Everybody wants to pass the buck and thinks that it can be done for free. So easy right?

captaincaveman said...

@ eve+line,

By avenue I mean through the judiciary system which I have already stated clearly in my earlier posting.

You seem to have some knowledge on contractual law, risk management and what have you. However, coming back to the issue of SP Services deposit for opening an account, it is clear that we have opposing view and that we will not be swayed easily from our views. It is normal for people to have different views on everything.

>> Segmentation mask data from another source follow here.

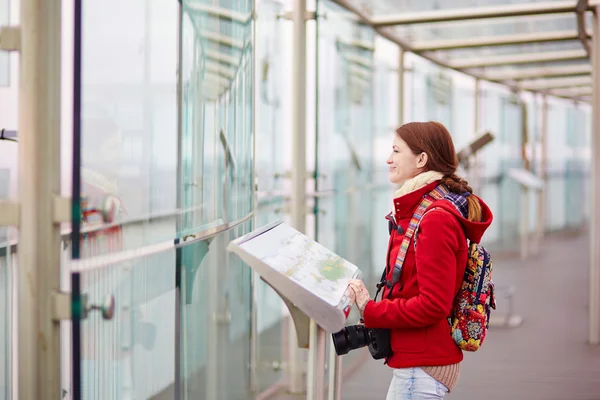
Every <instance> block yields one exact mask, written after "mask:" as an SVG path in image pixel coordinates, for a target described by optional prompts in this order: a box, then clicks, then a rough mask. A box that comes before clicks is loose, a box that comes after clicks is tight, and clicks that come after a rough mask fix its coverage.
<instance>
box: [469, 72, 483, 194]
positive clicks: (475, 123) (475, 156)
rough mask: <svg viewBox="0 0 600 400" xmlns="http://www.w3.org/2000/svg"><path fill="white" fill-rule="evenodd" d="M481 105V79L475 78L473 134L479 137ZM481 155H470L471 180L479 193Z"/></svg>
mask: <svg viewBox="0 0 600 400" xmlns="http://www.w3.org/2000/svg"><path fill="white" fill-rule="evenodd" d="M480 105H481V80H480V79H479V78H477V79H475V115H474V116H473V135H474V136H475V137H477V135H478V133H479V113H480V112H481V111H480V108H481V107H480ZM478 160H479V156H478V154H477V153H476V154H474V155H473V156H471V157H470V160H469V171H468V173H469V180H472V181H473V184H472V185H471V187H472V188H473V191H474V192H475V193H479V191H480V189H481V188H480V185H479V168H477V166H478Z"/></svg>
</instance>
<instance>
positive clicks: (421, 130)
mask: <svg viewBox="0 0 600 400" xmlns="http://www.w3.org/2000/svg"><path fill="white" fill-rule="evenodd" d="M396 135H398V137H399V138H400V139H401V140H402V141H403V142H404V143H406V145H407V146H408V148H409V149H410V150H411V152H412V153H413V154H414V155H419V154H421V153H425V154H427V163H426V164H425V167H424V169H423V171H437V172H440V173H442V174H444V177H443V178H442V183H443V184H444V185H446V186H447V187H448V190H450V191H451V192H454V193H458V194H463V193H467V192H468V193H473V189H472V188H471V186H469V183H468V182H467V181H466V180H464V179H462V178H461V177H459V176H458V175H456V169H457V168H458V157H457V156H456V150H455V149H454V142H453V141H452V136H451V135H450V132H448V129H446V127H445V126H444V125H442V124H441V123H439V122H436V121H430V122H409V123H408V124H404V125H402V126H401V127H399V128H398V129H396ZM467 203H468V204H469V215H468V217H467V218H468V219H469V220H470V221H476V222H479V221H481V217H482V216H481V204H479V200H478V199H477V197H475V196H467Z"/></svg>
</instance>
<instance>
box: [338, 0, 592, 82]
mask: <svg viewBox="0 0 600 400" xmlns="http://www.w3.org/2000/svg"><path fill="white" fill-rule="evenodd" d="M332 1H333V2H334V3H335V4H338V5H339V6H341V7H343V8H344V9H346V10H348V11H350V12H351V13H352V14H354V15H356V16H357V17H358V19H359V21H360V22H361V23H363V24H365V25H368V26H373V24H372V22H371V18H370V16H369V15H367V14H366V13H365V12H364V11H363V10H362V9H360V8H359V7H357V6H356V5H354V4H351V3H350V1H349V0H332ZM594 1H596V0H590V2H592V3H593V2H594ZM598 1H600V0H598ZM373 28H374V29H375V32H377V33H378V34H379V35H380V36H381V37H383V38H384V39H387V40H389V41H391V42H392V43H395V44H396V45H398V46H399V47H400V48H401V49H402V50H403V51H405V52H413V53H417V54H419V55H420V56H421V57H423V58H424V59H426V60H429V61H431V62H433V63H434V64H437V65H439V66H441V67H446V68H452V66H450V65H449V64H448V62H447V60H446V59H443V58H442V57H440V56H439V55H438V54H436V53H430V52H421V50H419V49H417V48H416V47H415V46H414V45H413V44H412V43H410V42H409V41H408V40H406V38H405V37H402V36H400V35H398V33H397V32H394V31H393V30H392V29H390V28H381V27H373ZM568 32H569V33H572V34H573V38H572V39H571V38H566V37H561V38H560V39H558V40H577V39H578V38H579V35H578V34H577V32H576V31H568ZM533 35H535V36H533V37H532V34H529V35H513V38H514V37H516V38H517V39H520V41H517V42H516V43H515V42H514V39H513V42H512V43H502V44H523V43H531V38H533V39H536V38H537V39H540V38H539V36H540V35H541V34H533ZM553 35H556V32H554V33H553ZM524 36H525V37H524ZM505 37H506V36H505ZM546 37H548V34H546ZM550 39H551V38H550ZM339 40H340V38H339V37H338V41H339ZM505 41H506V39H505ZM540 41H541V42H544V41H553V40H548V38H545V39H544V40H538V42H540ZM554 41H556V40H554ZM484 45H485V44H484ZM463 72H465V73H466V74H468V75H470V76H471V77H473V78H477V79H482V80H487V78H486V76H485V75H484V74H482V73H480V72H479V71H477V70H470V71H463ZM504 85H506V86H507V87H508V88H511V89H514V90H518V89H519V87H518V85H517V83H516V82H504Z"/></svg>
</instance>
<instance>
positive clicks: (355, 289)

Lastly, I shall leave it to the readers to form their own opinion and better still if they could just make a simple posting here stating whether they are for or against the SP Services of requesting a deposit.

As it stands now it is 2 against (myself and Falcon) to 1 for (eve+line).

Wishing you a Merry Christmas and a Happy New Year!

Vlad said...

SP services requires that I make the deposit of $500. I think this is completely illegal issue. Why should I borrow $500 to that organisation for one year use without paying me the interest? Of course, they rotate millions by just collecting deposits. It's an illegal business in many normal countries. Why is it legal here in Singapore? Is it possible to judge them in court? Is there any law regulating this issue and giving the permission to the SP services to act as they do?